Three players emerged from nascent football in Inverness and through the Highland League from its foundation in 1893. Two of the them went on to play for Scotland. One, Roddy McEachrane, did not yet remains a pivotal figure in the London game and one club in particular, Arsenal. In England's capital he would over a decade and a half notch up over four hundred first-team appearances at left-half for the Gunners, where he was an absolute  stalwart for ten seasons and whilst they were still in Woolwich, and before that, at Thames Ironworks. And for the former he still retains one distinction, if distinction it be, of never scoring a goal for the club and one record still  - as the Arsenal player, who has played the most games without winning either medal or cup.    

It is know that Roderick, "Roddy" for short and born in 1877, arrived in London aged twenty to work in Canning Town at the Ironworks shipyard there.

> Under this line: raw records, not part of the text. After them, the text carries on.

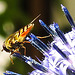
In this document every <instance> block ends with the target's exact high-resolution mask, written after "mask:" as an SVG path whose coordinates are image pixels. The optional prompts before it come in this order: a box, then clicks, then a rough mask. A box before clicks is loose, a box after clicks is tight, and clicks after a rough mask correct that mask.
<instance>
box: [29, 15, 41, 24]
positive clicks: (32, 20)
mask: <svg viewBox="0 0 75 75" xmlns="http://www.w3.org/2000/svg"><path fill="white" fill-rule="evenodd" d="M40 15H41V14H39V15H38V16H37V17H36V18H34V19H33V20H32V21H31V22H30V23H33V22H34V21H35V20H36V19H37V18H38V17H39V16H40Z"/></svg>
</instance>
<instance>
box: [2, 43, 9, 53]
mask: <svg viewBox="0 0 75 75" xmlns="http://www.w3.org/2000/svg"><path fill="white" fill-rule="evenodd" d="M3 50H5V51H6V52H10V50H9V49H7V48H6V45H5V42H4V43H3V49H2V51H3Z"/></svg>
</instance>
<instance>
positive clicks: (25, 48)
mask: <svg viewBox="0 0 75 75" xmlns="http://www.w3.org/2000/svg"><path fill="white" fill-rule="evenodd" d="M22 48H23V49H24V55H26V47H24V46H22Z"/></svg>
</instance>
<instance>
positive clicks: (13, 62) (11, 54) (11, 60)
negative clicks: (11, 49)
mask: <svg viewBox="0 0 75 75" xmlns="http://www.w3.org/2000/svg"><path fill="white" fill-rule="evenodd" d="M11 55H12V54H10V56H9V57H10V60H11V63H12V64H14V62H13V59H12V57H11Z"/></svg>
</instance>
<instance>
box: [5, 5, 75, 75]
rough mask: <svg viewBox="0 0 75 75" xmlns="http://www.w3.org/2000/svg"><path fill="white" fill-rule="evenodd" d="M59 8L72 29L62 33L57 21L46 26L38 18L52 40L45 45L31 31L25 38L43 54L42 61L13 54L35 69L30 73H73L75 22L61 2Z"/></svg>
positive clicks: (63, 74)
mask: <svg viewBox="0 0 75 75" xmlns="http://www.w3.org/2000/svg"><path fill="white" fill-rule="evenodd" d="M61 8H62V11H63V12H64V14H65V16H66V18H67V20H68V21H69V23H70V25H71V27H72V31H70V32H68V33H66V34H64V33H63V32H62V31H61V30H60V28H59V25H58V24H57V23H53V24H50V25H49V26H47V25H46V24H45V23H44V22H43V21H42V20H39V23H40V25H41V26H42V27H43V28H44V29H45V30H46V32H47V33H48V34H49V35H51V36H52V38H53V40H54V41H53V42H51V43H48V45H46V44H44V43H43V42H42V41H41V40H40V39H38V38H37V37H36V36H35V35H34V34H32V33H31V34H30V35H29V36H28V37H26V40H28V41H29V42H30V44H31V45H32V46H34V47H35V48H36V49H37V50H39V51H40V52H41V53H42V54H43V55H44V56H45V58H44V60H43V61H41V62H40V63H38V62H37V61H35V60H34V59H32V58H31V57H27V56H25V55H20V54H18V53H14V54H13V56H16V57H18V58H20V59H22V60H23V61H25V62H26V63H28V64H29V65H30V66H31V67H33V68H34V69H35V70H34V71H32V72H31V73H29V74H30V75H74V74H75V24H74V21H73V19H72V17H71V15H70V13H69V11H68V10H67V8H66V7H65V6H63V5H62V4H61ZM5 75H6V74H5Z"/></svg>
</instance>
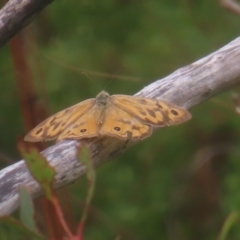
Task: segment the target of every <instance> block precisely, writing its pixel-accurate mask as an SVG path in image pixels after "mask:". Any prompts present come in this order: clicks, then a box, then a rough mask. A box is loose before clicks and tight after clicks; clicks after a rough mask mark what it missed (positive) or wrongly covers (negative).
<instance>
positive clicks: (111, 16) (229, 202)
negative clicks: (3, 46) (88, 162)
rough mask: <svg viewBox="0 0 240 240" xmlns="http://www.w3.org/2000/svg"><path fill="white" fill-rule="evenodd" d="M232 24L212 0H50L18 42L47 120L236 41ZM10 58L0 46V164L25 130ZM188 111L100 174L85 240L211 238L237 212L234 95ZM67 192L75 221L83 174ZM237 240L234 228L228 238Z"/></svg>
mask: <svg viewBox="0 0 240 240" xmlns="http://www.w3.org/2000/svg"><path fill="white" fill-rule="evenodd" d="M239 25H240V18H239V16H237V15H234V14H233V13H231V12H228V11H227V10H225V9H223V8H221V6H220V5H218V3H217V1H209V0H201V1H197V0H192V1H190V0H185V1H173V0H161V1H160V0H148V1H134V0H115V1H114V0H112V1H110V0H103V1H99V0H88V1H86V0H85V1H84V0H82V1H79V0H71V1H66V0H59V1H55V2H54V3H53V4H51V5H49V6H48V7H47V8H46V9H45V10H44V11H43V12H42V13H41V14H40V15H38V16H37V17H36V18H35V20H34V22H33V23H32V24H31V26H30V27H28V29H27V30H26V36H27V37H26V39H25V41H26V43H27V49H28V51H29V52H28V54H29V63H30V64H31V66H32V71H33V78H34V82H35V86H36V88H37V90H38V92H39V99H38V100H39V102H41V98H42V96H43V93H44V91H45V90H46V94H47V98H48V102H49V108H50V112H51V113H54V112H57V111H59V110H61V109H64V108H66V107H68V106H71V105H73V104H75V103H77V102H80V101H82V100H84V99H87V98H90V97H94V96H96V94H97V93H98V92H100V91H101V90H103V89H104V90H107V91H108V92H109V93H111V94H115V93H121V94H134V93H136V92H137V91H139V90H141V89H142V88H143V87H144V86H146V85H148V84H149V83H151V82H152V81H155V80H156V79H160V78H162V77H164V76H166V75H168V74H170V73H172V72H173V71H175V70H176V69H178V68H180V67H182V66H185V65H187V64H190V63H192V62H194V61H196V60H198V59H200V58H202V57H204V56H206V55H207V54H210V53H211V52H213V51H215V50H217V49H219V48H220V47H222V46H224V45H225V44H227V43H228V42H230V41H232V40H234V39H235V38H236V37H238V35H239V33H240V28H239ZM11 58H12V57H11V54H10V50H9V45H6V46H5V47H4V48H2V49H1V54H0V66H1V67H0V73H1V87H0V89H1V94H0V109H1V111H0V133H1V134H0V153H1V155H2V156H0V162H1V167H2V168H4V167H5V166H7V165H10V164H11V159H12V160H13V161H14V160H19V159H20V156H19V154H18V151H17V148H16V141H17V137H18V136H20V135H24V134H25V133H26V132H25V130H24V127H23V120H22V115H21V109H20V104H19V97H18V96H19V95H18V89H17V84H16V81H15V75H14V70H13V64H12V59H11ZM73 68H74V69H73ZM86 70H89V71H92V72H93V73H95V74H90V73H88V72H87V71H86ZM97 72H103V73H106V74H114V75H121V76H127V77H128V78H127V80H126V79H115V78H113V77H110V78H106V77H101V76H99V75H96V73H97ZM86 75H87V76H86ZM132 77H134V78H135V79H134V80H132V79H131V78H132ZM44 89H45V90H44ZM234 91H235V92H238V89H234ZM191 112H192V115H193V119H192V120H191V121H190V122H188V123H185V124H183V125H180V126H176V127H170V128H165V129H161V130H158V131H156V132H155V133H154V134H153V136H152V137H150V138H148V139H146V140H144V141H142V142H140V143H139V144H137V145H135V146H134V147H132V148H131V149H129V150H127V151H126V152H125V153H124V154H122V155H121V156H119V157H118V158H117V159H114V160H113V161H111V162H109V163H107V164H104V165H103V166H101V167H100V168H98V169H97V183H96V190H95V194H94V199H93V202H92V206H91V210H90V215H89V217H88V221H87V226H86V231H85V239H116V237H117V236H122V239H133V240H134V239H139V240H140V239H141V240H142V239H162V240H163V239H168V240H172V239H174V240H175V239H177V240H181V239H184V240H185V239H187V240H188V239H189V240H192V239H194V240H198V239H199V240H200V239H206V240H208V239H209V240H210V239H217V236H218V234H219V232H220V231H221V227H222V225H223V223H224V221H225V219H226V218H227V216H228V214H229V213H230V212H231V211H233V210H236V211H238V210H239V208H240V191H239V189H240V177H239V175H240V174H239V172H240V161H239V156H240V151H239V145H240V137H239V128H240V123H239V116H238V115H237V114H236V113H235V105H234V102H233V99H232V96H231V92H226V93H224V94H222V95H220V96H217V97H215V98H214V99H211V100H209V101H207V102H204V103H201V104H200V105H198V106H196V107H194V108H193V109H192V110H191ZM70 191H71V193H70V201H71V205H72V206H71V207H72V209H73V210H72V212H73V213H74V217H75V220H76V221H78V220H79V219H80V216H81V209H82V203H83V201H84V197H85V194H86V181H85V180H84V178H81V179H79V180H78V181H77V182H76V183H74V184H73V185H71V186H70ZM70 212H71V211H70ZM239 238H240V230H239V227H233V229H232V231H231V232H230V236H229V239H232V240H234V239H239ZM12 239H16V237H13V238H12Z"/></svg>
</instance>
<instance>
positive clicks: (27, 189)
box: [19, 186, 38, 232]
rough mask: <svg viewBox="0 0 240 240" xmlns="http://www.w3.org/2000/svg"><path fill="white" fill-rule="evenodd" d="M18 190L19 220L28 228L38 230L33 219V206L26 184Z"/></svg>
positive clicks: (33, 208) (33, 218) (35, 231)
mask: <svg viewBox="0 0 240 240" xmlns="http://www.w3.org/2000/svg"><path fill="white" fill-rule="evenodd" d="M19 190H20V191H19V196H20V216H21V221H22V223H23V224H24V225H25V226H26V227H28V228H29V229H31V230H33V231H34V232H38V230H37V227H36V225H35V221H34V208H33V204H32V200H31V196H30V193H29V191H28V189H27V187H26V186H21V187H20V189H19Z"/></svg>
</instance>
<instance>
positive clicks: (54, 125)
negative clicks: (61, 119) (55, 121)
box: [53, 122, 60, 131]
mask: <svg viewBox="0 0 240 240" xmlns="http://www.w3.org/2000/svg"><path fill="white" fill-rule="evenodd" d="M59 125H60V122H59V123H57V124H56V125H54V127H53V131H55V130H56V129H57V128H58V127H59Z"/></svg>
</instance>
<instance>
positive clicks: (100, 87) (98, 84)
mask: <svg viewBox="0 0 240 240" xmlns="http://www.w3.org/2000/svg"><path fill="white" fill-rule="evenodd" d="M81 74H82V75H85V76H86V77H87V78H88V79H89V80H90V81H91V82H92V83H94V84H96V85H97V86H98V88H99V89H100V91H101V90H102V88H101V87H100V86H99V84H98V83H97V82H96V81H94V80H93V79H92V78H90V76H89V75H88V74H87V73H86V72H81Z"/></svg>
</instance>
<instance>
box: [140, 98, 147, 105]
mask: <svg viewBox="0 0 240 240" xmlns="http://www.w3.org/2000/svg"><path fill="white" fill-rule="evenodd" d="M139 102H140V103H141V104H143V105H147V104H148V102H147V101H146V100H145V99H139Z"/></svg>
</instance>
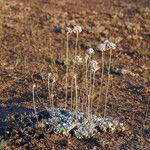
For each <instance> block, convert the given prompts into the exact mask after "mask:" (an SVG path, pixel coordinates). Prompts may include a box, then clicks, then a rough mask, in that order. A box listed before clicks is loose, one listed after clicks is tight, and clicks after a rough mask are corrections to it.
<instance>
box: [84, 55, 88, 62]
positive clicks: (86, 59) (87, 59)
mask: <svg viewBox="0 0 150 150" xmlns="http://www.w3.org/2000/svg"><path fill="white" fill-rule="evenodd" d="M88 59H89V55H88V54H85V61H86V62H87V61H88Z"/></svg>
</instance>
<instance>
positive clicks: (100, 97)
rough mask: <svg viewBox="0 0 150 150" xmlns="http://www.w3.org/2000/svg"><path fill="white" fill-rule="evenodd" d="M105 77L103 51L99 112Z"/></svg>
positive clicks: (102, 55) (98, 101) (96, 110)
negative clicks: (99, 108)
mask: <svg viewBox="0 0 150 150" xmlns="http://www.w3.org/2000/svg"><path fill="white" fill-rule="evenodd" d="M103 79H104V52H103V51H102V72H101V85H100V93H99V101H98V104H97V109H96V112H97V110H98V107H99V105H100V101H101V99H102V87H103Z"/></svg>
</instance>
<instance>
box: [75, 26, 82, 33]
mask: <svg viewBox="0 0 150 150" xmlns="http://www.w3.org/2000/svg"><path fill="white" fill-rule="evenodd" d="M73 32H74V33H81V32H82V27H81V26H74V27H73Z"/></svg>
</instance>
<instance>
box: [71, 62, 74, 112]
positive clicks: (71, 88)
mask: <svg viewBox="0 0 150 150" xmlns="http://www.w3.org/2000/svg"><path fill="white" fill-rule="evenodd" d="M74 69H75V62H74V61H73V69H72V76H74ZM73 79H74V78H73V77H72V79H71V110H72V111H73V89H74V88H73V84H74V83H73Z"/></svg>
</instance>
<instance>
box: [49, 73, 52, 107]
mask: <svg viewBox="0 0 150 150" xmlns="http://www.w3.org/2000/svg"><path fill="white" fill-rule="evenodd" d="M50 77H51V73H49V74H48V99H49V103H50V109H51V108H52V101H51V90H50Z"/></svg>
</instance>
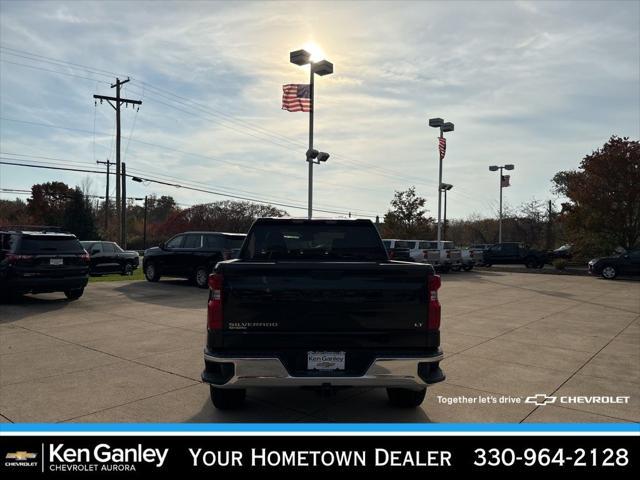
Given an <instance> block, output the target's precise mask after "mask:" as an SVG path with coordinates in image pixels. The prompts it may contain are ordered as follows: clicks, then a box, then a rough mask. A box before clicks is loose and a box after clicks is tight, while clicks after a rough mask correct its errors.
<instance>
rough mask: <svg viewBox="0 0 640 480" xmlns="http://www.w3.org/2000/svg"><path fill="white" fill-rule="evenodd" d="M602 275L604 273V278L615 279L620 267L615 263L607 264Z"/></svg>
mask: <svg viewBox="0 0 640 480" xmlns="http://www.w3.org/2000/svg"><path fill="white" fill-rule="evenodd" d="M600 275H602V278H606V279H607V280H613V279H614V278H616V277H617V276H618V269H617V268H616V267H614V266H613V265H605V266H604V267H602V272H601V273H600Z"/></svg>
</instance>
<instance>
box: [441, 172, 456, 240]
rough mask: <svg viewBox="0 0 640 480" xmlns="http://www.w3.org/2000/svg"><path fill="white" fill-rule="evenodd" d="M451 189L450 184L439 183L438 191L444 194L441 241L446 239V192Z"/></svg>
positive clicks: (446, 217) (446, 213)
mask: <svg viewBox="0 0 640 480" xmlns="http://www.w3.org/2000/svg"><path fill="white" fill-rule="evenodd" d="M452 188H453V185H451V184H450V183H441V184H440V191H441V192H442V193H444V218H443V220H442V240H443V241H444V239H445V238H446V237H447V192H448V191H449V190H451V189H452Z"/></svg>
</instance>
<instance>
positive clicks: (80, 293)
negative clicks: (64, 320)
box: [64, 288, 84, 300]
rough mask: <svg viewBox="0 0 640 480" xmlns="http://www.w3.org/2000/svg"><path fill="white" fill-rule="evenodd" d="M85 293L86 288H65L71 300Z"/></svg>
mask: <svg viewBox="0 0 640 480" xmlns="http://www.w3.org/2000/svg"><path fill="white" fill-rule="evenodd" d="M83 293H84V288H72V289H71V290H65V291H64V294H65V296H66V297H67V298H68V299H69V300H77V299H79V298H80V297H81V296H82V294H83Z"/></svg>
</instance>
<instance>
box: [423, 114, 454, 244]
mask: <svg viewBox="0 0 640 480" xmlns="http://www.w3.org/2000/svg"><path fill="white" fill-rule="evenodd" d="M429 126H430V127H432V128H439V129H440V138H439V140H438V149H439V152H440V155H439V157H440V164H439V168H438V248H439V247H440V240H441V239H442V188H441V186H442V160H443V159H444V154H445V151H446V145H447V144H446V140H445V138H444V132H453V130H454V125H453V123H451V122H445V121H444V120H443V119H442V118H439V117H436V118H430V119H429Z"/></svg>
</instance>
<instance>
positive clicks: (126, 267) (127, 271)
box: [122, 262, 133, 276]
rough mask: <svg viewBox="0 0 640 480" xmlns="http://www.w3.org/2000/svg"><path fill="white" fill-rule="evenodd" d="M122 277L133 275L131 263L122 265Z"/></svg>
mask: <svg viewBox="0 0 640 480" xmlns="http://www.w3.org/2000/svg"><path fill="white" fill-rule="evenodd" d="M122 275H127V276H129V275H133V264H132V263H131V262H127V263H125V264H124V267H123V268H122Z"/></svg>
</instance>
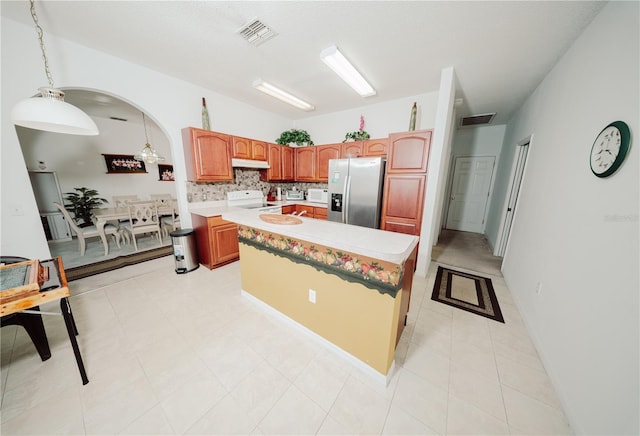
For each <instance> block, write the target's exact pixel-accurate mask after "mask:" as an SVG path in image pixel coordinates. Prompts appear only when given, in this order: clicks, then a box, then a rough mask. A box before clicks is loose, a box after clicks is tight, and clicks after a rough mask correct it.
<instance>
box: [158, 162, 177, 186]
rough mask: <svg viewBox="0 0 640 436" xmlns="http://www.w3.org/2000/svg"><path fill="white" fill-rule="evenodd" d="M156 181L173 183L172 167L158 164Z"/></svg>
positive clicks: (174, 179) (172, 172)
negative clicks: (157, 170) (157, 168)
mask: <svg viewBox="0 0 640 436" xmlns="http://www.w3.org/2000/svg"><path fill="white" fill-rule="evenodd" d="M158 180H159V181H160V182H173V181H175V179H174V177H173V165H166V164H158Z"/></svg>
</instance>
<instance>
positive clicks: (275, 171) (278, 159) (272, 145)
mask: <svg viewBox="0 0 640 436" xmlns="http://www.w3.org/2000/svg"><path fill="white" fill-rule="evenodd" d="M281 154H282V147H281V146H280V145H278V144H269V145H268V155H269V159H268V160H269V168H268V169H267V181H278V180H282V157H281Z"/></svg>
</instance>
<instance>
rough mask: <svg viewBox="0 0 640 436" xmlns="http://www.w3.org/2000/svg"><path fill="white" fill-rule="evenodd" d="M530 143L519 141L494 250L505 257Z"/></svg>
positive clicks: (529, 140) (497, 255) (521, 182)
mask: <svg viewBox="0 0 640 436" xmlns="http://www.w3.org/2000/svg"><path fill="white" fill-rule="evenodd" d="M529 143H530V140H529V139H528V140H526V141H523V142H522V143H519V144H518V145H519V147H518V148H517V150H516V155H515V157H514V163H513V167H512V169H511V182H510V186H509V190H508V193H507V195H508V198H507V202H506V205H505V207H506V210H505V211H504V219H503V220H502V223H501V227H500V230H499V234H498V241H497V243H496V247H495V249H494V252H493V255H494V256H499V257H503V256H504V253H505V252H506V250H507V242H509V235H510V234H511V223H512V222H513V215H514V214H515V212H516V204H517V203H518V194H519V193H520V185H521V184H522V177H523V175H524V167H525V164H526V163H527V154H528V152H529Z"/></svg>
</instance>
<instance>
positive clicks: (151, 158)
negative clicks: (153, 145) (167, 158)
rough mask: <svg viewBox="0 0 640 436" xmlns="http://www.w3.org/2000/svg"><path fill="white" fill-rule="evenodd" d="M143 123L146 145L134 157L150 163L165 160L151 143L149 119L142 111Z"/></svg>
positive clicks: (150, 163)
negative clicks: (144, 116) (149, 137)
mask: <svg viewBox="0 0 640 436" xmlns="http://www.w3.org/2000/svg"><path fill="white" fill-rule="evenodd" d="M142 124H143V126H144V139H145V140H146V142H145V144H144V147H143V148H142V150H140V152H139V153H138V154H136V155H135V156H133V158H134V159H137V160H141V161H144V162H146V163H149V164H153V163H160V162H164V161H165V158H164V156H161V155H160V154H158V152H157V151H156V150H155V149H154V148H153V147H152V146H151V144H149V136H148V135H147V121H146V118H145V117H144V112H143V113H142Z"/></svg>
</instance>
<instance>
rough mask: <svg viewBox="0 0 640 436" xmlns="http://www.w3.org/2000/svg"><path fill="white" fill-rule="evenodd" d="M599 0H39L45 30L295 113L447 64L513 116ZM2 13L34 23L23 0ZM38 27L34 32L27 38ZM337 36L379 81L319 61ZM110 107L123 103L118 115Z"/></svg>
mask: <svg viewBox="0 0 640 436" xmlns="http://www.w3.org/2000/svg"><path fill="white" fill-rule="evenodd" d="M604 4H605V2H601V1H596V2H582V1H552V2H546V1H515V2H503V1H486V2H485V1H470V2H463V1H444V2H439V1H405V2H395V1H353V2H352V1H333V2H331V1H258V2H252V1H241V2H227V1H197V2H196V1H163V2H156V1H80V2H78V1H43V2H37V3H36V8H37V12H38V16H39V18H40V24H41V26H42V27H43V29H44V31H45V44H46V34H47V33H52V34H56V35H59V36H61V37H63V38H66V39H69V40H72V41H75V42H77V43H80V44H82V45H85V46H88V47H91V48H94V49H96V50H100V51H103V52H106V53H109V54H112V55H114V56H117V57H120V58H124V59H127V60H129V61H131V62H135V63H137V64H141V65H144V66H146V67H149V68H152V69H154V70H156V71H159V72H162V73H165V74H168V75H171V76H175V77H177V78H180V79H182V80H185V81H189V82H192V83H195V84H198V85H200V86H202V87H205V88H208V89H211V90H212V91H215V92H218V93H220V94H224V95H227V96H229V97H232V98H234V99H237V100H239V101H243V102H246V103H248V104H251V105H253V106H256V107H259V108H262V109H265V110H267V111H271V112H274V113H278V114H281V115H282V116H285V117H287V118H291V119H302V118H305V117H309V116H316V115H319V114H324V113H330V112H335V111H340V110H345V109H349V108H353V107H359V106H363V105H368V104H375V103H380V102H384V101H388V100H394V99H398V98H404V97H409V96H413V95H416V94H421V93H425V92H432V91H437V90H438V88H439V82H440V72H441V69H442V68H444V67H449V66H453V67H454V68H455V71H456V75H457V78H458V87H459V91H458V95H456V97H457V98H461V99H463V104H462V106H461V107H459V109H458V112H459V115H472V114H482V113H489V112H497V116H496V117H495V119H494V121H493V123H492V124H502V123H505V122H506V121H508V119H509V118H510V116H511V115H512V113H513V111H514V110H516V109H517V108H518V107H519V106H520V105H521V104H522V102H523V101H524V99H525V98H526V97H527V96H528V95H529V94H530V93H531V92H532V91H533V90H534V89H535V88H536V87H537V85H538V84H539V83H540V82H541V80H542V79H543V78H544V76H545V75H546V74H547V73H548V72H549V71H550V69H551V68H552V67H553V65H554V64H555V63H556V61H557V60H558V59H559V58H560V57H561V56H562V55H563V54H564V53H565V51H566V50H567V49H568V48H569V46H570V45H571V44H572V42H573V41H574V40H575V39H576V38H577V36H578V35H579V34H580V32H581V31H582V30H583V29H584V27H585V26H586V25H587V24H588V23H589V22H591V20H592V19H593V18H594V16H595V15H596V14H597V13H598V12H599V11H600V9H601V8H602V7H603V6H604ZM0 7H1V13H2V15H3V16H6V17H7V18H10V19H12V20H16V21H20V22H23V23H26V24H29V25H32V24H33V23H32V21H31V16H30V14H29V7H28V2H26V1H24V0H21V1H7V0H3V1H2V2H1V5H0ZM256 17H257V18H259V19H260V20H261V21H263V22H264V23H265V24H267V25H268V26H270V27H271V28H272V29H274V30H275V31H276V32H277V33H278V35H277V36H276V37H275V38H273V39H271V40H269V41H267V42H266V43H264V44H262V45H260V46H258V47H253V46H251V45H249V44H248V43H247V42H246V41H244V39H242V38H241V37H240V36H239V35H238V33H237V31H238V30H239V29H240V28H241V27H242V26H243V25H244V24H246V23H247V22H248V21H250V20H251V19H253V18H256ZM35 38H36V35H35V33H34V43H36V42H35ZM334 44H335V45H337V46H338V47H339V48H340V49H341V50H342V51H343V53H344V54H345V55H346V56H347V57H348V58H349V59H350V60H351V61H352V62H353V63H354V64H355V65H356V66H357V68H358V69H359V70H360V71H361V73H363V75H364V76H365V77H366V78H367V79H368V80H369V81H370V82H371V83H372V84H373V86H374V87H375V88H376V89H377V92H378V94H377V95H376V96H374V97H369V98H366V99H363V98H361V97H360V96H358V95H357V94H356V93H355V92H354V91H352V90H351V89H350V88H348V87H347V85H346V84H345V83H344V82H342V80H341V79H339V78H338V77H337V76H335V75H334V74H333V72H332V71H331V70H329V69H328V67H327V66H325V64H324V63H323V62H322V61H321V60H320V57H319V54H320V52H321V51H322V50H323V49H324V48H326V47H328V46H330V45H334ZM259 77H260V78H263V79H264V80H266V81H269V82H271V83H273V84H276V85H278V86H280V87H282V88H283V89H285V90H288V91H289V92H291V93H293V94H295V95H297V96H298V97H300V98H302V99H305V100H307V101H308V102H310V103H311V104H313V105H314V106H315V107H316V110H315V111H313V112H303V111H300V110H298V109H294V108H290V107H289V106H288V105H285V104H284V103H280V102H279V101H277V100H274V99H273V98H271V97H269V96H266V95H263V94H262V93H260V92H258V91H256V90H254V89H253V88H252V82H253V81H254V80H255V79H257V78H259ZM115 115H116V116H117V115H118V114H115Z"/></svg>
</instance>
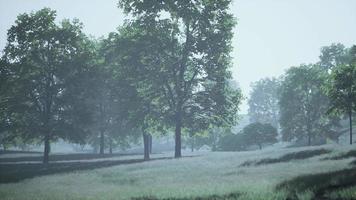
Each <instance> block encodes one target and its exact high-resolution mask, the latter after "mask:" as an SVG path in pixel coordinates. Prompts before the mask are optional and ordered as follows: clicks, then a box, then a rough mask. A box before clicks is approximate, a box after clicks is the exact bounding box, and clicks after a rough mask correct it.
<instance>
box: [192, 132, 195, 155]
mask: <svg viewBox="0 0 356 200" xmlns="http://www.w3.org/2000/svg"><path fill="white" fill-rule="evenodd" d="M194 142H195V136H193V137H192V152H194Z"/></svg>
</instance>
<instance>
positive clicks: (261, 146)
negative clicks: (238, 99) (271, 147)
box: [242, 122, 278, 149]
mask: <svg viewBox="0 0 356 200" xmlns="http://www.w3.org/2000/svg"><path fill="white" fill-rule="evenodd" d="M242 132H243V134H244V139H245V142H246V145H257V146H258V147H259V148H260V149H262V146H263V144H274V143H276V142H277V135H278V132H277V129H276V128H275V127H273V126H272V125H271V124H262V123H259V122H256V123H252V124H249V125H247V126H246V127H245V128H244V129H243V130H242Z"/></svg>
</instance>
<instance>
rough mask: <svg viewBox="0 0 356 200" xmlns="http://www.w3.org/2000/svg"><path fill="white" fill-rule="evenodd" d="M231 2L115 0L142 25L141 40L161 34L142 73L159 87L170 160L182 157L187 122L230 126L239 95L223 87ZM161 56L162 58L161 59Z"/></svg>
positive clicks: (219, 0)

It is unclear if he came south to look for work and found football or was hired by the firm because of known existing football prowess, although, curiously and unlike his two contemporaries, he has no apparent playing-record in the Highland capital. That is apart from a possible connection with the same pair and their club, Thistle, albeit from his birth-place and later residence in the now city Clachnacuddin, "Clach", might be more likely.      

It so happened that the start of the Great War coincided with McEachane's footballing career coming to an end. He was thirty-six when he played his last game in November 1913 as Arsenal moved north of the river, after which he faded from the picture. In fact much more is known of him that is shown. His father, Peter and Indian-born, was a Smithy Hammerman and it may have been the metal trade that started the young Roddy on his road south. In 1891 he is recorded aged fourteen already as a railway rivet-boy now living a hundred and fifty yards from the "Clach" ground. In 1901 he is boarding in London's East End in Bromley-by-Bow as a boiler-maker. In 1906 on his marriage his address, listed as a professional footballer, is given as 35, Vambery Rd. in Plumstead near the then Arsenal Manor Ground and in 1911 it is still in Plumstead at 25, Leghorn Rd.. And it was there he remained, in 1918, 1939 still on Leghorn Rd., with his wife, Bertha, two of their three children and back boiler-making, and on his death at the aged of seventy-four in 1952.